2017-10-23 19:43:08.768 INFO 1488 --- [ main] s.b.c.e.t.TomcatEmbeddedServletContainer : Tomcat started on port(s): 7900 (http)
2017-10-23 19:43:08.768 INFO 1488 --- [ main] c.n.e.EurekaDiscoveryClientConfiguration : Updating port to 7900
2017-10-23 19:43:08.773 INFO 1488 --- [ main] c.s.cloud.MsProviderUserApplication : Started ProviderApplication in 882.1 seconds (JVM running for 10.398)
服务提供方主体加载流程
-
【1】:仔细查看下日志,先是 DefaultLifecycleProcessor 类处理了一些 bean,然后接下来肯定会调用一些实现 SmartLifecycle 类的start 方法;
-
【2】: 接着初始化设置了EurekaClient的状态为 STARTING,初始化编码使用的格式,哪些用JSON,哪些用XML;
- 【3】: 紧接着打印了强制获取注册信息状态为false,已注册的应用大小为0,客户端发送心跳续约,心跳续约间隔为30秒,最后打印Client初始化完成;
EnableEurekaClient 组件。
@Target(ElementType.TYPE)
@Retention(RetentionPolicy.RUNTIME)
@Documented
@Inherited
@EnableDiscoveryClient
public @interface EnableEurekaClient {}
@EnableEurekaClient
@Target(ElementType.TYPE)
@Retention(RetentionPolicy.RUNTIME)
@Documented
@Inherited
@Import(EnableDiscoveryClientImportSelector.class)
public @interface EnableDiscoveryClient {}
@EnableDiscoveryClient
这个注解类有个比较特殊的注解 @Import,由此我们猜想,这里的大多数逻辑是不是都写在这个 EnableDiscoveryClientImportSelector 类呢?
EnableDiscoveryClientImportSelector
@Order(Ordered.LOWEST_PRECEDENCE - 100)
public class EnableDiscoveryClientImportSelector
extends SpringFactoryImportSelector<EnableDiscoveryClient> {
@Override
protected boolean isEnabled() {
return new RelaxedPropertyResolver(getEnvironment()).getProperty(
"spring.cloud.discovery.enabled", Boolean.class, Boolean.TRUE);
}
@Override
protected boolean hasDefaultFactory() {
return true;
}
}
/**
* Select and return the names of which class(es) should be imported based on
* the {@link AnnotationMetadata} of the importing @{@link Configuration} class.
*/
@Override
public String[] selectImports(AnnotationMetadata metadata) {
if (!isEnabled()) {
return new String[0];
}
AnnotationAttributes attributes = AnnotationAttributes.fromMap(
metadata.getAnnotationAttributes(this.annotationClass.getName(), true));
Assert.notNull(attributes, "No " + getSimpleName() + " attributes found.
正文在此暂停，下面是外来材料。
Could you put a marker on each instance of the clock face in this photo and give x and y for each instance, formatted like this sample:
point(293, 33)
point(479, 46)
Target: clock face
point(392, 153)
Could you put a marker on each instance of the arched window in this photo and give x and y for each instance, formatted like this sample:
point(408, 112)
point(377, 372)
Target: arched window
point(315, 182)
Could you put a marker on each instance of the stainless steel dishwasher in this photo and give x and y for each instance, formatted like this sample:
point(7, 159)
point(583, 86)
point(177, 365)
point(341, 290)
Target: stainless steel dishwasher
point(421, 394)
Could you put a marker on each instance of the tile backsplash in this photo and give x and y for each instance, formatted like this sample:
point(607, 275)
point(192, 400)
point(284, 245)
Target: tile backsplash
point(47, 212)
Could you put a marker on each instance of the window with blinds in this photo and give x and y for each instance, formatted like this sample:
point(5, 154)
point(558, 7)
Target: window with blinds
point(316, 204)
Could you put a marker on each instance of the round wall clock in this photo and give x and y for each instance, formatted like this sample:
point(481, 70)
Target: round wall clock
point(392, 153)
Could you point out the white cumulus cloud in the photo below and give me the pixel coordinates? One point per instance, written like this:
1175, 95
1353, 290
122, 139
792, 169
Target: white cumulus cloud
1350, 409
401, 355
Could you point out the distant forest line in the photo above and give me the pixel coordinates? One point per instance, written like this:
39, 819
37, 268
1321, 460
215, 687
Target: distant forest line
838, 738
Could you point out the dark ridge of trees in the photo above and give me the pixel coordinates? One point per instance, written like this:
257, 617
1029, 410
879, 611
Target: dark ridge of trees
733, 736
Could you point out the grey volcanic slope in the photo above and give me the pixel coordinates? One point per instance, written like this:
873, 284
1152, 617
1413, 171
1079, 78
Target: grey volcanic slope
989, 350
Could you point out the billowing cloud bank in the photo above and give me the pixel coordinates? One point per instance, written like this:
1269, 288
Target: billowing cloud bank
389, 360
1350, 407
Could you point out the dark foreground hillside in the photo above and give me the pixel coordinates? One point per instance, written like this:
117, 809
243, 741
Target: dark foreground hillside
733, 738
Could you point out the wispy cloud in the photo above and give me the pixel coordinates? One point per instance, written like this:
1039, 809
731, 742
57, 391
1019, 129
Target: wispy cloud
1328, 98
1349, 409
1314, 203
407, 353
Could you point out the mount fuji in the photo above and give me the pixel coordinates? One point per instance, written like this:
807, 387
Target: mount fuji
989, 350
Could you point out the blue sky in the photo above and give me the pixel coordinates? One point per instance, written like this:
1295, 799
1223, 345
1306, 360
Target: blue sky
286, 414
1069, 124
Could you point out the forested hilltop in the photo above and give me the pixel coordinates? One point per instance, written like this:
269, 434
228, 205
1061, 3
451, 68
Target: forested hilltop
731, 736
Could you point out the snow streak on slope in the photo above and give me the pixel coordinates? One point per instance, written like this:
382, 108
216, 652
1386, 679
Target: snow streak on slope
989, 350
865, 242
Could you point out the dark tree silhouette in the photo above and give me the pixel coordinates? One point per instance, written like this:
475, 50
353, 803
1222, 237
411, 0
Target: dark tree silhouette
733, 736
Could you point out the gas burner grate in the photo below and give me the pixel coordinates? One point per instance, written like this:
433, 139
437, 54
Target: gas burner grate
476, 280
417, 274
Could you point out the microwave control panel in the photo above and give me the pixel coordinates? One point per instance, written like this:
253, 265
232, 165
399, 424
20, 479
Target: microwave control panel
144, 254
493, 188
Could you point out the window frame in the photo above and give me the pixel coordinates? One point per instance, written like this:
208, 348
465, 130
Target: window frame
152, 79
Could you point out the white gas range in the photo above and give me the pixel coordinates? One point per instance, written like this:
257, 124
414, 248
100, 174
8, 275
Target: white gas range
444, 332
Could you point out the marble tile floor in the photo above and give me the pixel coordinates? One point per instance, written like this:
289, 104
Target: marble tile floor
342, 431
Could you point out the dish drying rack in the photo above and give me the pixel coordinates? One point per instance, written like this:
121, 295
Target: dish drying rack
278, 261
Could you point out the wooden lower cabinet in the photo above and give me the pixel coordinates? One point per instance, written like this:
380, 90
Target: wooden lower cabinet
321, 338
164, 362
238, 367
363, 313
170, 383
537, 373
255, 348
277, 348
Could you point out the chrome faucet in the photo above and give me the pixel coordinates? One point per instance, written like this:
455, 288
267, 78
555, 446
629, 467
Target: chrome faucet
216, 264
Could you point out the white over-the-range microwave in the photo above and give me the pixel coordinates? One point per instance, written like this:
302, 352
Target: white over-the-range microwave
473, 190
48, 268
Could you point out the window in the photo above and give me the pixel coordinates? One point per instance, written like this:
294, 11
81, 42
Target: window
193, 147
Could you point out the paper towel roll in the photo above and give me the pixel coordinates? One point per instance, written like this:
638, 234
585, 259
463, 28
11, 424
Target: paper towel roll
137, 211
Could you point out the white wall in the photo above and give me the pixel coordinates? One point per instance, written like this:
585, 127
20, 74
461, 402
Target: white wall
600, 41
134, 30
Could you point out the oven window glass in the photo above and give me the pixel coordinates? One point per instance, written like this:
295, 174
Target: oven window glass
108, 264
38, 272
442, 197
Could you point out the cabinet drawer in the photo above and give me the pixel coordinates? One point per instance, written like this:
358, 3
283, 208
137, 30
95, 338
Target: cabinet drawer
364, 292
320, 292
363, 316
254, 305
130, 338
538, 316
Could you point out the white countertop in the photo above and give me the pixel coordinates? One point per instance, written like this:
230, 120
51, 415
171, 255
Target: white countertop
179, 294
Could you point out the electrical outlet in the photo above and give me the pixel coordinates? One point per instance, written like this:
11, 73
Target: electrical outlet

Is "
+ metadata.getClassName() + " annotated with @" + getSimpleName() + "?");
// Find all possible auto configuration classes, filtering duplicates
List<String> factories = new ArrayList<>(new LinkedHashSet<>(SpringFactoriesLoader
.loadFactoryNames(this.annotationClass, this.beanClassLoader)));
if (factories.isEmpty() && !hasDefaultFactory()) {
throw new IllegalStateException("Annotation @" + getSimpleName()
+ " found, but there are no implementations. Did you forget to include a starter?");
}
if (factories.size() > 1) {
// there should only ever be one DiscoveryClient, but there might be more than
// one factory
log.warn("More than one implementation " + "of @" + getSimpleName()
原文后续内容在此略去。